The year of 1845 was important for Schumann because it signaled a shift in his compositional strategy. He began to compose away from the piano, as he noted in his writing:

Not until the year 1845, when I began to conceive and work out everything in my head, did an entirely different manner of composition begin to develop

The strategic shift above can be ascribed to his intensive study of counterpoint in the same year with his wife, Clara Schumann. Hence, this symphony can be seen as a direct product of his shift of compositional strategy and counterpoint study.

==Music==

The symphony is scored for an orchestra consisting of two flutes, two oboes, two clarinets (in B), two bassoons, two French horns (in C), two trumpets (in C), three trombones (alto, tenor, and bass), timpani, and strings.

A typical performance lasts between 35 and 40 minutes.

The symphony is written in the traditional four-movement form, and as often in the nineteenth century the Scherzo precedes the Adagio. All four movements are in C major, except the first part of the slow movement (in C minor); the work is thus homotonal:

=== I. Sostenuto assai – Allegro, ma non troppo ===
The first movement begins with a slow brass chorale, elements of which recur through the piece. (Schumann wrote the Six Organ Fugues on B-A-C-H, Op. 60, just before this symphony, and this preoccupation with Bach suggests a chorale prelude, a quintessential Bachian genre, in the texture and feeling of the symphony's opening. Possibly, too, Schumann was inspired by the sombre brass fanfare at the start of Haydn's 'London Symphony' (No. 104), which uses the same tonic-dominant progression.) The following Sonata-Allegro is dramatic and turbulent. It is characterized by sharp rhythmic formulae (double-dotted rhythms) and by the masterly transformation of the material of the Introduction.

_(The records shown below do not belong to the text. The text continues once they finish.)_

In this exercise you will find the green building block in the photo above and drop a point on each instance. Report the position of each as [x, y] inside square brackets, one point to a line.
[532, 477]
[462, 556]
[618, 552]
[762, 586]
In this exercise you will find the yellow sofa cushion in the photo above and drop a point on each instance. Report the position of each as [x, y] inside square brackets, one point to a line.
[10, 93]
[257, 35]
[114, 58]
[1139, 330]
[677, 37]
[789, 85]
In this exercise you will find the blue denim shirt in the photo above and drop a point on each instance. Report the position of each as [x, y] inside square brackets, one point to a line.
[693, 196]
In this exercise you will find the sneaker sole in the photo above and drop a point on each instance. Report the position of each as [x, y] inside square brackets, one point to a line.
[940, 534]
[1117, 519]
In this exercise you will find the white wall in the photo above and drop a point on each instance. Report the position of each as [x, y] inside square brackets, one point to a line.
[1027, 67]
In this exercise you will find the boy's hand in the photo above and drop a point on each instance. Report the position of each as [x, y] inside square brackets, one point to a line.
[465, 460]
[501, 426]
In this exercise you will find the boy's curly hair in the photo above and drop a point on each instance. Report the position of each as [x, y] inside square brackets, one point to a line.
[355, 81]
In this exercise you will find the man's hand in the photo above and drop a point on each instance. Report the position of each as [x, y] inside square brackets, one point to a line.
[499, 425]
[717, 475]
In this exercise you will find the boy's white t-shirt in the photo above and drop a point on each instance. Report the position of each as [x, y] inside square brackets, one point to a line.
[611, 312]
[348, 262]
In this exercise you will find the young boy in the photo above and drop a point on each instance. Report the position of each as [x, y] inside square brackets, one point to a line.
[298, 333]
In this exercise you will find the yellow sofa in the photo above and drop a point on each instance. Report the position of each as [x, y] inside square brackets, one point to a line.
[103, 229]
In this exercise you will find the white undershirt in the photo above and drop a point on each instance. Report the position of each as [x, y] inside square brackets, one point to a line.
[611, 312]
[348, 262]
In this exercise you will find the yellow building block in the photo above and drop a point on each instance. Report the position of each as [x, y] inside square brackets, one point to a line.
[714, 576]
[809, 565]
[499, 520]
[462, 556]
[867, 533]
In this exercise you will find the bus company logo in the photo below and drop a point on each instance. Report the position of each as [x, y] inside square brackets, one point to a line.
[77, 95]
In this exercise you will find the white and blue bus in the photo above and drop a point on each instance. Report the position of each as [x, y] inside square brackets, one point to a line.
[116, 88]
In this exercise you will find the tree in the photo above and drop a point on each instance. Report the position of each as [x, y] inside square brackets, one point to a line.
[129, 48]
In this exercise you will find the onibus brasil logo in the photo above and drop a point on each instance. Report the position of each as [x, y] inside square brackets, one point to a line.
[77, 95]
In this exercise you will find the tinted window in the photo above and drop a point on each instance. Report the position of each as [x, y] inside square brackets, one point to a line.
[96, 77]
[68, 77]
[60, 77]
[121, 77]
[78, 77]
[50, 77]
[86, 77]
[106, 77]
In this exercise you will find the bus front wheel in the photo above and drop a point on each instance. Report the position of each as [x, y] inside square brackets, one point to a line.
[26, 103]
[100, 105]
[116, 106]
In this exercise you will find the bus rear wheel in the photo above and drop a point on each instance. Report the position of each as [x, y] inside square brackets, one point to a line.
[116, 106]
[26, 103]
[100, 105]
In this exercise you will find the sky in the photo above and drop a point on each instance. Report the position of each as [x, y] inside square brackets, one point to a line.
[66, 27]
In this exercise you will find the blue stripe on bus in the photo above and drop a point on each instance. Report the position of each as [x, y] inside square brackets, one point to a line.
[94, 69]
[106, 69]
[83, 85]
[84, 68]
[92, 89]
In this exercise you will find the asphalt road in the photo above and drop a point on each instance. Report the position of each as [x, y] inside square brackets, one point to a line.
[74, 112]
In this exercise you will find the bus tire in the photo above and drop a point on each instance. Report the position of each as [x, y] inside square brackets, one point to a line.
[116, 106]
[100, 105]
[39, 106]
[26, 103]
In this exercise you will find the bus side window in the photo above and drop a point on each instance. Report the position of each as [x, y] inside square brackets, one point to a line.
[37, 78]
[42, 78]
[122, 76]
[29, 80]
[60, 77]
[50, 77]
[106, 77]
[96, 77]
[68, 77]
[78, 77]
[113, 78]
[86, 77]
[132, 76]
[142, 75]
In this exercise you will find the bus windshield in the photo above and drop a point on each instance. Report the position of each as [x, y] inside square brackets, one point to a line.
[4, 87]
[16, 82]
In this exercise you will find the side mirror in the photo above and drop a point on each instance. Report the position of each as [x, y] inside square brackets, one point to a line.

=== II. Scherzo: Allegro vivace ===
The second movement is a scherzo in C major with two trios, whose main portion strongly emphasizes the diminished chord—its characteristic gesture being a rapid and playful resolution of this chord over unstable harmony. The second trio employs the B-A-C-H motif in the context of flowing eighth notes reminiscent of the Baroque, further suggesting that Bach remained on Schumann's mind after the completion of his Op. 60.

=== III. Adagio espressivo ===
The third movement is a sonata movement in C minor, with the character of an elegy, its middle section strongly contrapuntal in texture.

=== IV. Allegro molto vivace ===
The finale is in a very freely treated sonata form, its second theme related to the opening theme of the Adagio. Later in the movement at bar 280, a new theme appears: this theme has, as its sources of inspiration, the last song from Beethoven's cycle "An die ferne Geliebte" (cf. also Schumann's Piano Fantasy in C, Op. 17 and String Quartet op. 41/2), and Beethoven's "Ode to Joy." The coda of the Finale recalls the material from the Introduction, thereby thematically spanning the entire work.

==Performance history==
The symphony was first performed on 5 November 1846, at the Gewandhaus in Leipzig with Felix Mendelssohn conducting. It was better received after a second performance some ten days later. The work ultimately came to be admired in the nineteenth century for its "perceived metaphysical content", but the symphony's popularity waned in the twentieth, owing to its unusual structure.